As I listened to the disc my son had popped into the computer, I was amazed at some of the songs his teenage friends had created. One friend has had one of his songs played on a local university radio station (with a listening audience of over seven people).
My son explained that his friends create music using an application called Fruity Loops Studio that they had downloaded from the Internet. I have a firewall, and I’m one of those control freak dads that makes his kids get permission to download stuff. As my son extolled the virtues of FL Studio, I googled and found the website.
You can download a free trial copy of the Express edition of the application, but it will cost you $49 to make it fully functional. Buying the Fruity edition costs $99, and the Producer edition costs $149. I surmise from product descriptions on the site that my son’s friends are using the most expensive version, possibly with additional “XXL” options that run the price up to $299. If you’re into creating music, this thing looks like a major blast to use.
I told my son that while I would love for our family to have this product, we simply don’t have the resources to buy it right now. He said that one of his friends had downloaded a key generator for FL Studio. That’s when the red flags went up.
A key generator is a cleverly written program that will give you a product key that will fully activate a software application without obtaining a key from an official source; i.e. by paying for it.
I’m hypersensitive on this issue because I work in the software development field and have a special interest in electronic intellectual properties. So I proceeded to lecture my son about laws, ethics, and the eighth commandment, concluding with something like, “We don’t have illegal media in our home!”
The next day I pulled up Windows Media Player and scanned through the library to see what I might want to listen to. I then realized that we had at least one album there that had been ripped from a CD belonging to a friend of my son. Kids nowadays seem to feel that sharing songs is an acceptable pastime. In fact, they see it as a good thing. I sense that many Americans feel the same way.
Few of us would think of walking into a store and pilfering a CD or a software package, but when it’s available electronically we suddenly have no compunction about pulling it down and using it free of charge.
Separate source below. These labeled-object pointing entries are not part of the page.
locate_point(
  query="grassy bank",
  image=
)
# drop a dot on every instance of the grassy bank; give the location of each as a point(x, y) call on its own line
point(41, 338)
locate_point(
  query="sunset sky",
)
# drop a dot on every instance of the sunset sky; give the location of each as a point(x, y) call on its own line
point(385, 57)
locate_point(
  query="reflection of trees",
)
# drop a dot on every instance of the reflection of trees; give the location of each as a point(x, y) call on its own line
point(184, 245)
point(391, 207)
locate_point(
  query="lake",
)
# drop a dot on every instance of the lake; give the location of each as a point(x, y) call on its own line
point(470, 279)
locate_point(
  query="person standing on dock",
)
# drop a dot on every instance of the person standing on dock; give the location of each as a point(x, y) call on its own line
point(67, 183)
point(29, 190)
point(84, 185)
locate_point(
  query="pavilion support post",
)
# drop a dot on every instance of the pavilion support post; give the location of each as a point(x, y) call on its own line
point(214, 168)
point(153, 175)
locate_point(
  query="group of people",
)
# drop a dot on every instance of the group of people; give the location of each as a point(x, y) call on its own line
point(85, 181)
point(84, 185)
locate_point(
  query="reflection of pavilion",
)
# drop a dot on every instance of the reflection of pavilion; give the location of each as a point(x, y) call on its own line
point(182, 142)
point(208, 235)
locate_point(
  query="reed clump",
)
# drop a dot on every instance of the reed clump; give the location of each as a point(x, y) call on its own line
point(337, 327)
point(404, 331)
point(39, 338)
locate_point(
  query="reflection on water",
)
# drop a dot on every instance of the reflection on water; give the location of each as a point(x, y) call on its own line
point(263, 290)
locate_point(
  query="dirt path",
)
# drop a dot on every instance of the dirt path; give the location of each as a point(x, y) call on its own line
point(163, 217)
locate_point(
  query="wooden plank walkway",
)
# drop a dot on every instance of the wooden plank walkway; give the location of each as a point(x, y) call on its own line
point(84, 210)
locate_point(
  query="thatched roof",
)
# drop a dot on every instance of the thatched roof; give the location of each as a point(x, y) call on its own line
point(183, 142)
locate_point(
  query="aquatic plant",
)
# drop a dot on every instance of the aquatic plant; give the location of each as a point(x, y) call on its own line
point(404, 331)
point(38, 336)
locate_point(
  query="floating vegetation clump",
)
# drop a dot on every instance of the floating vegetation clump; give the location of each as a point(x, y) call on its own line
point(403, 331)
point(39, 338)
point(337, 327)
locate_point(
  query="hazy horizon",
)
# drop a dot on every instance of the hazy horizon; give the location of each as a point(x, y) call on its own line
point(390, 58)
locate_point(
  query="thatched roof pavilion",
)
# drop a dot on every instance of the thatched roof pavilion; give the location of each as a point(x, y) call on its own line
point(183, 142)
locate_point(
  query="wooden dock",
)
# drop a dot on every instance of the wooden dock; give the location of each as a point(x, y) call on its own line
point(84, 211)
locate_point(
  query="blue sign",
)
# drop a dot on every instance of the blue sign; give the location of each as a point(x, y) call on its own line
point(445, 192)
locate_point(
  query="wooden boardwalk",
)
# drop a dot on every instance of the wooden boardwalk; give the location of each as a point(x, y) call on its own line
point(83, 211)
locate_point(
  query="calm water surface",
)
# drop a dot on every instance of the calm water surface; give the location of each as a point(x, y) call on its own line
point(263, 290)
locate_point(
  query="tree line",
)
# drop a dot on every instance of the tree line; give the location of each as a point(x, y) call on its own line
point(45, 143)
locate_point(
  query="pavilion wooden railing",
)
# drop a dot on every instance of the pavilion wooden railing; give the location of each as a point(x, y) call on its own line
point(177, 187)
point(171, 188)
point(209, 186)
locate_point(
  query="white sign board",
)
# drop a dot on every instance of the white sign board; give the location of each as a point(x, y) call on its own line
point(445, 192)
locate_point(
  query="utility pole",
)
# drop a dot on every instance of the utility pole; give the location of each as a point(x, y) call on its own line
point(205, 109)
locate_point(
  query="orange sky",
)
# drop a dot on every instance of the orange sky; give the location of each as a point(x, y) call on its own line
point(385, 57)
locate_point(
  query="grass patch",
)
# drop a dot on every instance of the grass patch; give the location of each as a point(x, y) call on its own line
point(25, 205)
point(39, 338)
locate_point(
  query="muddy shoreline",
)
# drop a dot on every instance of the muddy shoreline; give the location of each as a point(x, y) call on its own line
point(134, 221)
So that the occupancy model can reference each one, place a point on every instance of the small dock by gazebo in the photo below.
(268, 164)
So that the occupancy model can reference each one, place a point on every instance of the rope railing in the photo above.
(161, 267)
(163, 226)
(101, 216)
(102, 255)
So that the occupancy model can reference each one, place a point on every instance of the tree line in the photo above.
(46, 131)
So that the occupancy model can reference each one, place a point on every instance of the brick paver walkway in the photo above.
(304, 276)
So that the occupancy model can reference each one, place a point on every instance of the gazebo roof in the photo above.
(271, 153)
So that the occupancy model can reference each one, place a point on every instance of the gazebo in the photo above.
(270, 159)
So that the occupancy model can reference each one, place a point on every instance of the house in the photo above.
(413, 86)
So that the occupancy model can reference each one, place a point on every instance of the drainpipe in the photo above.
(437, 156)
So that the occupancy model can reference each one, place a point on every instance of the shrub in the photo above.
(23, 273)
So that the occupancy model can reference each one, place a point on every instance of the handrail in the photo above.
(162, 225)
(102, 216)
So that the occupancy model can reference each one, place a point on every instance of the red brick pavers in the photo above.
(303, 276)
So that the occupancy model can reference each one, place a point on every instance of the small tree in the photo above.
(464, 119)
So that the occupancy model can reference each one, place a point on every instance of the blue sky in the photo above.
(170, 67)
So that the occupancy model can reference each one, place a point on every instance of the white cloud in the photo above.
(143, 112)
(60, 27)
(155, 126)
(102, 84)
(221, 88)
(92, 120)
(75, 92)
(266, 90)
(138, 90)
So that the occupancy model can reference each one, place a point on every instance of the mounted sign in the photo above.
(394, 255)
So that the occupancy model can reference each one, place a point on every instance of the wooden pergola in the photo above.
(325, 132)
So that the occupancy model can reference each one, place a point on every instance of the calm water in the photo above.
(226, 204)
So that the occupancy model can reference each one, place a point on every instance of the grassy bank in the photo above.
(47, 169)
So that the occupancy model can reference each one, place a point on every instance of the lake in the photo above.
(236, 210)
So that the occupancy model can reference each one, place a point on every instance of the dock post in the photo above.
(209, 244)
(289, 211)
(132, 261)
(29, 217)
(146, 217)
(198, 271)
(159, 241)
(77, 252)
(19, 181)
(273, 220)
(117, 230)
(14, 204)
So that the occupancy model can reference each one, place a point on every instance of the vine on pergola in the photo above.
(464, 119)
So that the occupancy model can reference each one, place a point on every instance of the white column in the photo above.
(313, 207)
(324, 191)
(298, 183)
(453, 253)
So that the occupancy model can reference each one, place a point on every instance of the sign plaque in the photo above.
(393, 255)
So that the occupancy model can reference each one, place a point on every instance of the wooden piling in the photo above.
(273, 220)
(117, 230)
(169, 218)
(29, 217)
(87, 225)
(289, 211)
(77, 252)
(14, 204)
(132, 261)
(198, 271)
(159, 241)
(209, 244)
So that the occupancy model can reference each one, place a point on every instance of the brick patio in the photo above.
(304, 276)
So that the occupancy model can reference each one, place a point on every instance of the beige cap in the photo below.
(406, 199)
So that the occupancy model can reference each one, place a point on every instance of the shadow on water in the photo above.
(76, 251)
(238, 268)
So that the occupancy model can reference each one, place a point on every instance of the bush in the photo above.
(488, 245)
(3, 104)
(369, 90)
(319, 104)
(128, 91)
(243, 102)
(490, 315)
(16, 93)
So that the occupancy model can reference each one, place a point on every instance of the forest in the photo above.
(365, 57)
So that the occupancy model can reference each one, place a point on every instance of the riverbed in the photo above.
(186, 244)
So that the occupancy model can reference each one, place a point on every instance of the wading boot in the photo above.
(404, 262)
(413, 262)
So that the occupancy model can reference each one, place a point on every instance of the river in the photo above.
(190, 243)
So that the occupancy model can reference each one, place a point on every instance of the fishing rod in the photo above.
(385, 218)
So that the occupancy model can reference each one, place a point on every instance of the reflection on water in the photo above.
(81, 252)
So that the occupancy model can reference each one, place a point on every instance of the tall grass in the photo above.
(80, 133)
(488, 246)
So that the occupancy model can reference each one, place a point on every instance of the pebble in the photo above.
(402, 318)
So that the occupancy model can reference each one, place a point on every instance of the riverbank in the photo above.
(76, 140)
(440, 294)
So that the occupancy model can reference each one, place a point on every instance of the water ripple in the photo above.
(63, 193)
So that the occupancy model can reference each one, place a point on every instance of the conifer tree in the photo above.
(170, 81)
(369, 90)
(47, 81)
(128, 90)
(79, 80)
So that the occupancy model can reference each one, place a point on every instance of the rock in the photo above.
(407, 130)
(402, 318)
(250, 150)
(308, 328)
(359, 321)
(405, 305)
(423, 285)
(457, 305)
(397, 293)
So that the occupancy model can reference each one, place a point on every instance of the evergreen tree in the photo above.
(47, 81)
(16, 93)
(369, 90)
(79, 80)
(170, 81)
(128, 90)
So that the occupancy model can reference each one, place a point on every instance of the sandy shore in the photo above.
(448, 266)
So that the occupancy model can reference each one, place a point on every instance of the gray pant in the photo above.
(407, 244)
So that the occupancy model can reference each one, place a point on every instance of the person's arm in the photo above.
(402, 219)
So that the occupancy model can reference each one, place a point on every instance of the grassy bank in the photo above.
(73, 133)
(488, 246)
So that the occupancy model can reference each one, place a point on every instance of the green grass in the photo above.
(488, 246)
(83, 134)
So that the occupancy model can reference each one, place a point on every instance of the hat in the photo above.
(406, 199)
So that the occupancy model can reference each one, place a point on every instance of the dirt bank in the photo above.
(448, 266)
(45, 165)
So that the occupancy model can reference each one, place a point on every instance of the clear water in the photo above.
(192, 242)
After all, one electronic file transfer doesn’t substantially increase the producer’s costs, so there’s really no basis for charging for it, right?
That’s the wrong question. The question should be, “Do I want this enough to pay the price for it?” When someone legally holds something for sale, the only legal and ethical way to obtain it is to pay the required price. If the seller will agree to a discount, that’s great, but there is really no excuse for ripping someone off simply because it is easy.
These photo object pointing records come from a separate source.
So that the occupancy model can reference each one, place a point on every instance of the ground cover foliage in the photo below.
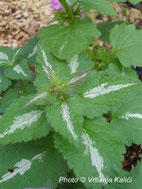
(68, 110)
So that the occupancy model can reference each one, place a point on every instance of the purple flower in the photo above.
(82, 14)
(55, 4)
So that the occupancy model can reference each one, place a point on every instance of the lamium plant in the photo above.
(69, 108)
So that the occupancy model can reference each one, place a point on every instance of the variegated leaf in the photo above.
(22, 124)
(101, 91)
(127, 118)
(18, 71)
(97, 154)
(46, 63)
(4, 83)
(25, 160)
(68, 119)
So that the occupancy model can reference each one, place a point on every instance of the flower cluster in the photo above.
(55, 4)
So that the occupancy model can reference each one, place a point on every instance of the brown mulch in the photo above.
(132, 156)
(22, 19)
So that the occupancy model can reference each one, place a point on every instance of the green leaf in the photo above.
(68, 119)
(13, 94)
(127, 44)
(127, 117)
(129, 180)
(66, 41)
(6, 55)
(18, 71)
(97, 155)
(105, 28)
(101, 6)
(46, 62)
(33, 164)
(30, 49)
(4, 83)
(21, 123)
(101, 91)
(132, 1)
(80, 62)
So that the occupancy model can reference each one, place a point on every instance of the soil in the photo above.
(132, 156)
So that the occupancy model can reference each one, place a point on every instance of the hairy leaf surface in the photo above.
(101, 91)
(127, 44)
(22, 124)
(66, 41)
(33, 164)
(97, 157)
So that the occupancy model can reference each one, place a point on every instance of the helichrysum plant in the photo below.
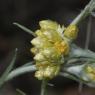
(56, 54)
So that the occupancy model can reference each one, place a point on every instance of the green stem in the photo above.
(87, 11)
(43, 87)
(25, 29)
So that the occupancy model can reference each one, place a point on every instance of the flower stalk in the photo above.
(43, 87)
(84, 13)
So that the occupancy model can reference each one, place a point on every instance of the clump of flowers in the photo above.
(51, 45)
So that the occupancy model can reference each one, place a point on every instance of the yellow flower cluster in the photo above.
(50, 47)
(71, 32)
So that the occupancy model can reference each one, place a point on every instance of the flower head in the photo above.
(50, 48)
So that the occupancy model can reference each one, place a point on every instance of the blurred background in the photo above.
(29, 13)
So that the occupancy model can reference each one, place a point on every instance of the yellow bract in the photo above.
(50, 47)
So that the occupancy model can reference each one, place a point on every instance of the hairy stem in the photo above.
(43, 87)
(20, 71)
(84, 13)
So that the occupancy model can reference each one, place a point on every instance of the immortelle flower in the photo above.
(50, 48)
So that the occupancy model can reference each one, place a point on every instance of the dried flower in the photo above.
(50, 48)
(71, 32)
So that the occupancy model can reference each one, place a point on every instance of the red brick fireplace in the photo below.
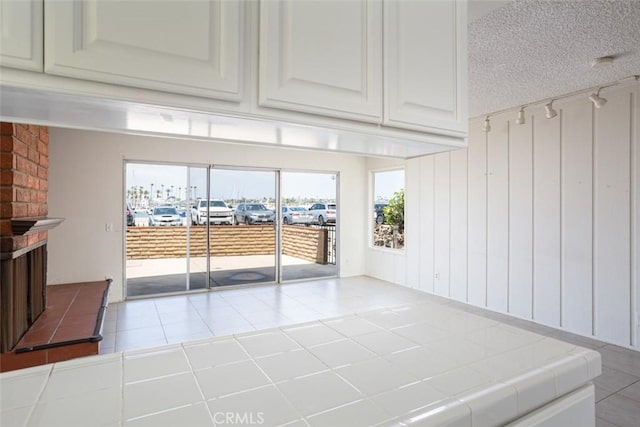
(24, 162)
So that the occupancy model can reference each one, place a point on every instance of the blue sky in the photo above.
(229, 184)
(236, 184)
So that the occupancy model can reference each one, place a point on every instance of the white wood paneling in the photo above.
(458, 196)
(546, 221)
(577, 219)
(521, 220)
(561, 203)
(150, 44)
(498, 216)
(412, 222)
(635, 212)
(21, 42)
(477, 268)
(612, 220)
(427, 167)
(307, 67)
(442, 220)
(425, 38)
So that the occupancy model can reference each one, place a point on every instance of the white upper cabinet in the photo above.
(21, 34)
(322, 57)
(425, 59)
(192, 47)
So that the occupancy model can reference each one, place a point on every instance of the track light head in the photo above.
(598, 101)
(550, 112)
(487, 125)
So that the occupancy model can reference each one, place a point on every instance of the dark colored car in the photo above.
(253, 213)
(378, 212)
(129, 213)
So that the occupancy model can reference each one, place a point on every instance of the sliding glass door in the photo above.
(309, 215)
(199, 227)
(157, 229)
(244, 253)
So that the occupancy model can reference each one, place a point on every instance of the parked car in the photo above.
(323, 213)
(141, 219)
(252, 213)
(217, 213)
(128, 211)
(165, 215)
(378, 212)
(296, 215)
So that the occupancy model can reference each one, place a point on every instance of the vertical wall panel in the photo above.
(521, 220)
(635, 211)
(577, 220)
(477, 273)
(426, 223)
(612, 220)
(412, 222)
(497, 216)
(458, 275)
(442, 223)
(546, 221)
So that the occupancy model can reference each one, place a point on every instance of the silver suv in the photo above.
(217, 213)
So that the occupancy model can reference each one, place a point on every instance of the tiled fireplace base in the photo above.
(69, 327)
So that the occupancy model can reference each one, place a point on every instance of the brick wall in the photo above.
(24, 164)
(171, 242)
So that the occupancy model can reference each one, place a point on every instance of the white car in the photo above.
(165, 215)
(323, 213)
(296, 215)
(217, 212)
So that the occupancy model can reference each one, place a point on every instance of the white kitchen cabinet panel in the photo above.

Researchers have found (requires registration) that pirating software and media stifles innovation and costs jobs. Some countries are working with the Business Software Alliance to strengthen their intellectual property policies so that they can improve domestic innovation and compete in the global marketplace.
Pirating media might reduce our costs and increase our convenience, but in the long run we are hurting the economy and are costing jobs. And despite any slick arguments about ease and overpricing, you simply can’t get around the fact that what you are doing is stealing.
1 comment:
I agree with your basic premise and moral stance. There are areas of patent and copyright law that could use some work, however. (I’ve written elsewhere on that.) There is a lot of fuzzy area in the law. Let me illustrate with a personal example from work.
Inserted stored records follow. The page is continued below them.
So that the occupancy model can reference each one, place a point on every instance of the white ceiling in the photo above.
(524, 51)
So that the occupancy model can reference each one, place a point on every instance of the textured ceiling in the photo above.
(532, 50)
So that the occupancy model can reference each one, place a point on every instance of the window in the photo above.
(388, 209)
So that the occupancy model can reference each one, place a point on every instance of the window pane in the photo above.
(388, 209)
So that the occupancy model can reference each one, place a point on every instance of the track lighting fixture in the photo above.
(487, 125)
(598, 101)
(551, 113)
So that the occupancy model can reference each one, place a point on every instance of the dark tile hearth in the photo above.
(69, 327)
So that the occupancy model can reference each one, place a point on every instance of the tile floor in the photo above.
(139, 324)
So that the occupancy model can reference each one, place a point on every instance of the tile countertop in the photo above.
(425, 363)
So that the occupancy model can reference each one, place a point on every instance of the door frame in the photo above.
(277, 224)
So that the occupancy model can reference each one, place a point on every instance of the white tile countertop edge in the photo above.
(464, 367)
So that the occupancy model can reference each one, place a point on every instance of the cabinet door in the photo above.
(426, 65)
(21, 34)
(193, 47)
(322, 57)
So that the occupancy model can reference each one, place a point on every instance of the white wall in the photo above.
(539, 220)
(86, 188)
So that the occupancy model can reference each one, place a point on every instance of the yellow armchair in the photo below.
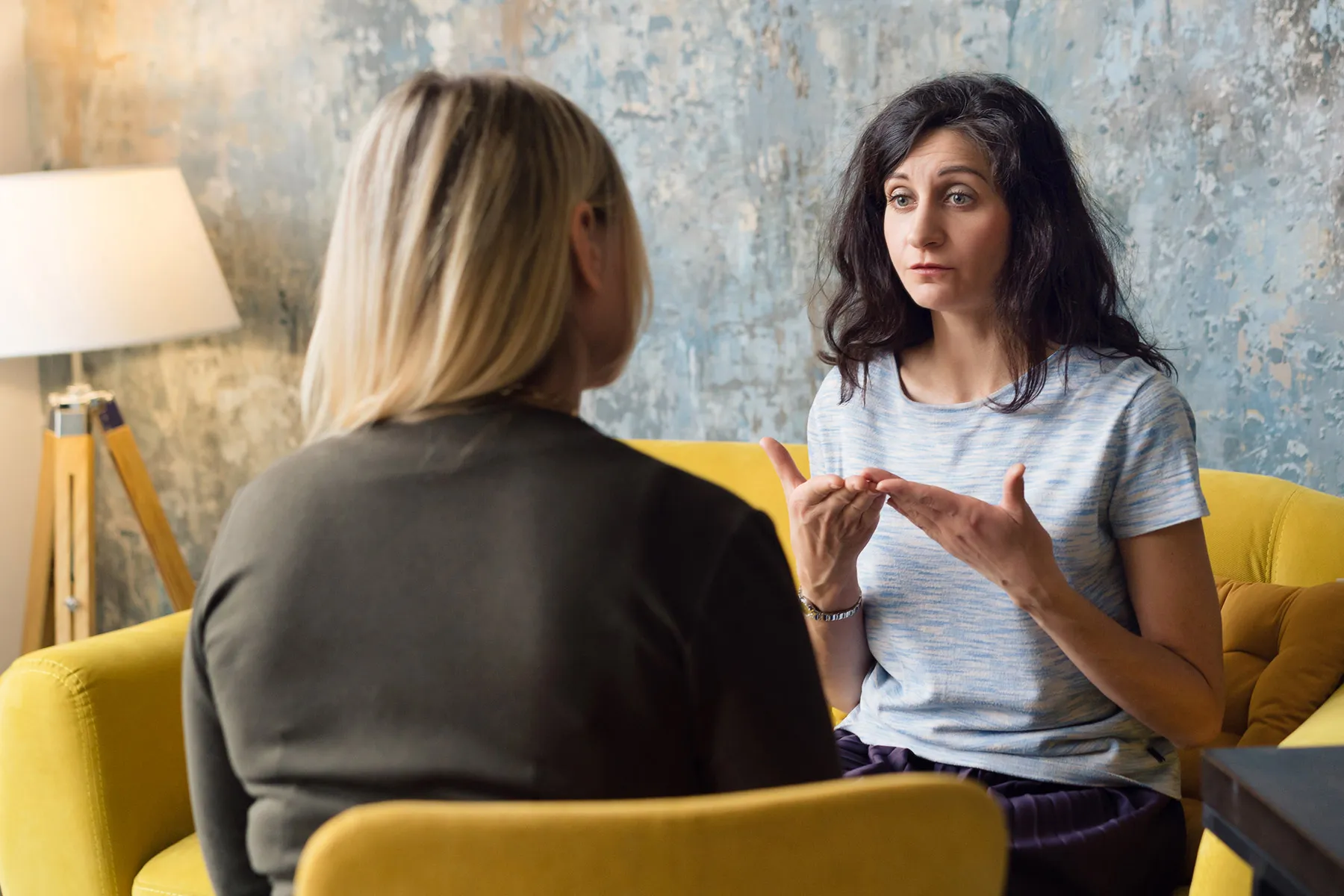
(93, 786)
(932, 833)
I work in an IT department. Some people from our department recently attended some training. The company that provides the training obviously wants others to attend their workshops and buy their material. The people from my department who attended the training received a workbook that contained a printed copy of some PowerPoint slides that were used along with other notes about the content. They also received, upon request apparently, an electronic copy of the PowerPoint slides.
So the question faces us, what can we do with those PowerPoint slides? There seems to be an implicit agreement on the part of the giver that we will show the slides to others. After all, if the participants only needed the information on the slides for their personal use, they already had it in the workbooks that they had purchased—no need for the electronic version. So how many people are allowed to see those slides projected on a wall? Is 10 too many? 100? What if we showed those slides to all 4,000 employees? What if we showed them to 15 people drawn from various companies in the community? Would that be a copyright violation since we will have only used the slides for their intended purpose?
I think you will agree that showing the slides on a projector to 5 people would be well within the boundaries of propriety in this case. What if, instead, I printed the slides out to facilitate a discussion in a room without a projector? Would that be a violation, or would it be “fair use”? Now I have actually duplicated the content that the company would obviously rather sell to me in the form of their own workbooks.
What if I store the PowerPoint presentation on a file server (for my own purposes) where it is also happens to be accessible to other employees? Have I violated the copyright by simply storing the document in a place where others can see it and, by implication, make copies? What does copyright law have to say about my role as a consumer to prevent unauthorized use of material? I don’t know the answer. All I know is that the water is certainly murky. “Intellectual property,” so called, isn’t property at all. When we try to deal with it using the mindset of physical property, the limitations become readily apparently.